Boko Haram kidnapped more than 200 schoolgirls in Nigeria last month. The United States has sent drone aircraft to help the search.
While the United States searches from above, local hunters are searching on the ground in Nigeria.
Before each hunt, the men prepare with a traditional dance. But this time the hunters' prey are fighters from Boko Haram.
Armed with only homemade guns, spears and knives, the hunters say they are Nigeria's best hope to rescue the kidnapped schoolgirls.
"We know the terrain, we know the bushes," Adamsi Tir said. "The soldiers that have been brought here have never been here before."
The girls may be hidden in the sprawling Sambisa forest.
But this is what the hunters will be up against: Abubaker Shekau has led Boko Haram in an increasingly violent and brazen terror campaign for five years.
Zanna Mustafa is a lawyer from the North, who knows Shekau well,and said he was a charismatic leader.

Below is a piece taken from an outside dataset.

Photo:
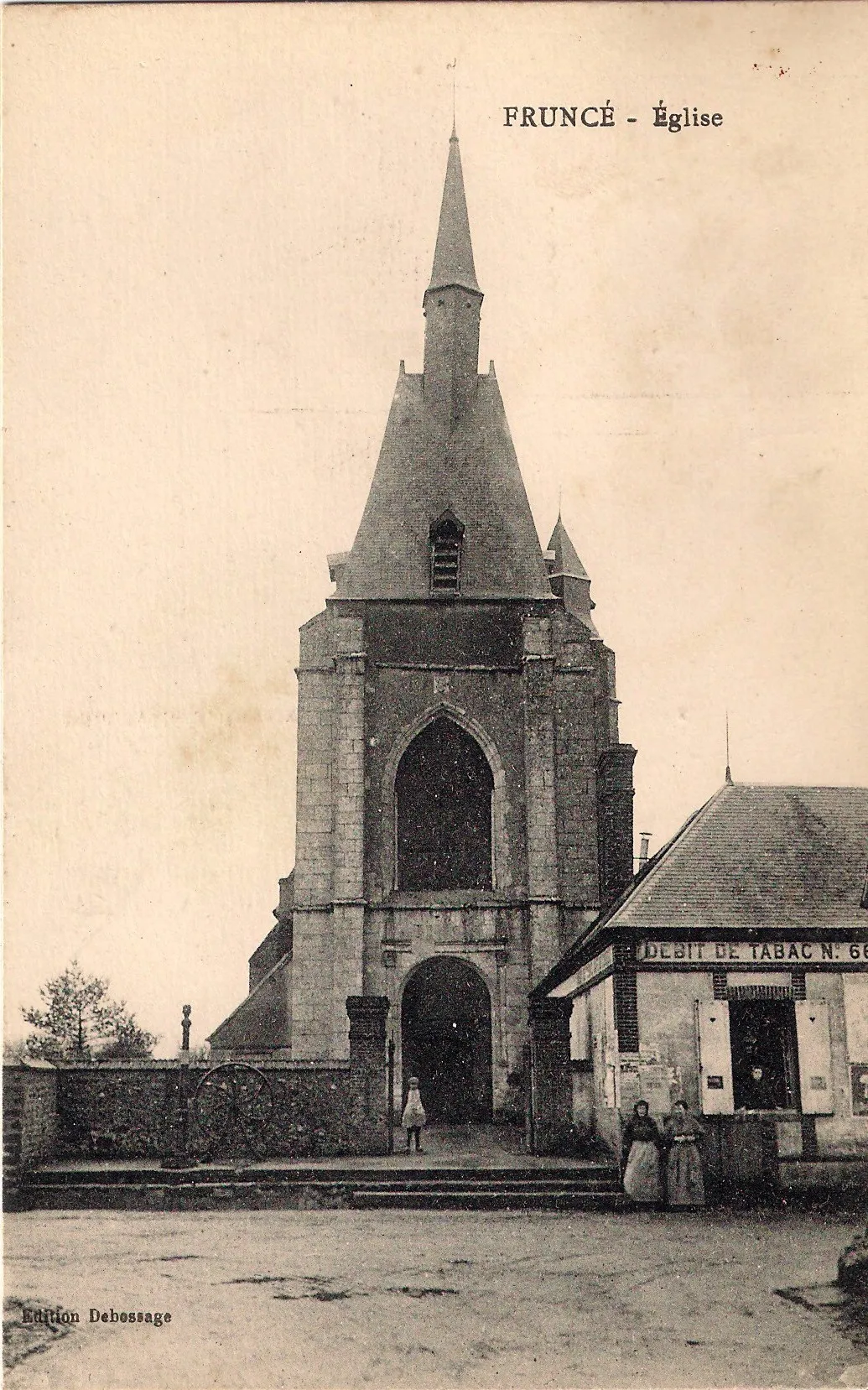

"He has 100 percent control of his men," Mustafa said. "If he says 'Stop it now,' all these things would stop."
He told us Shekau was always preaching -- and he's willing to do anything to see Nigeria become an Islamic state.
"He wants to die on this cause he is carrying," Mustafa said. "Good, not good, that's left for him. But he wants to die on this cause."
Emboldened by the kidnapping, Shekau launched more attacks this week, killing at least 46 people in two villages.
Officially Nigeria does not negotiate with terrorists but our sources say that secret talks continue between the government and Boko Haram to secure the girls' release. However the ongoing violence shows little in the way of good faith from Boko Haram and is only likely to put pressure on the Nigeria government to take tougher action.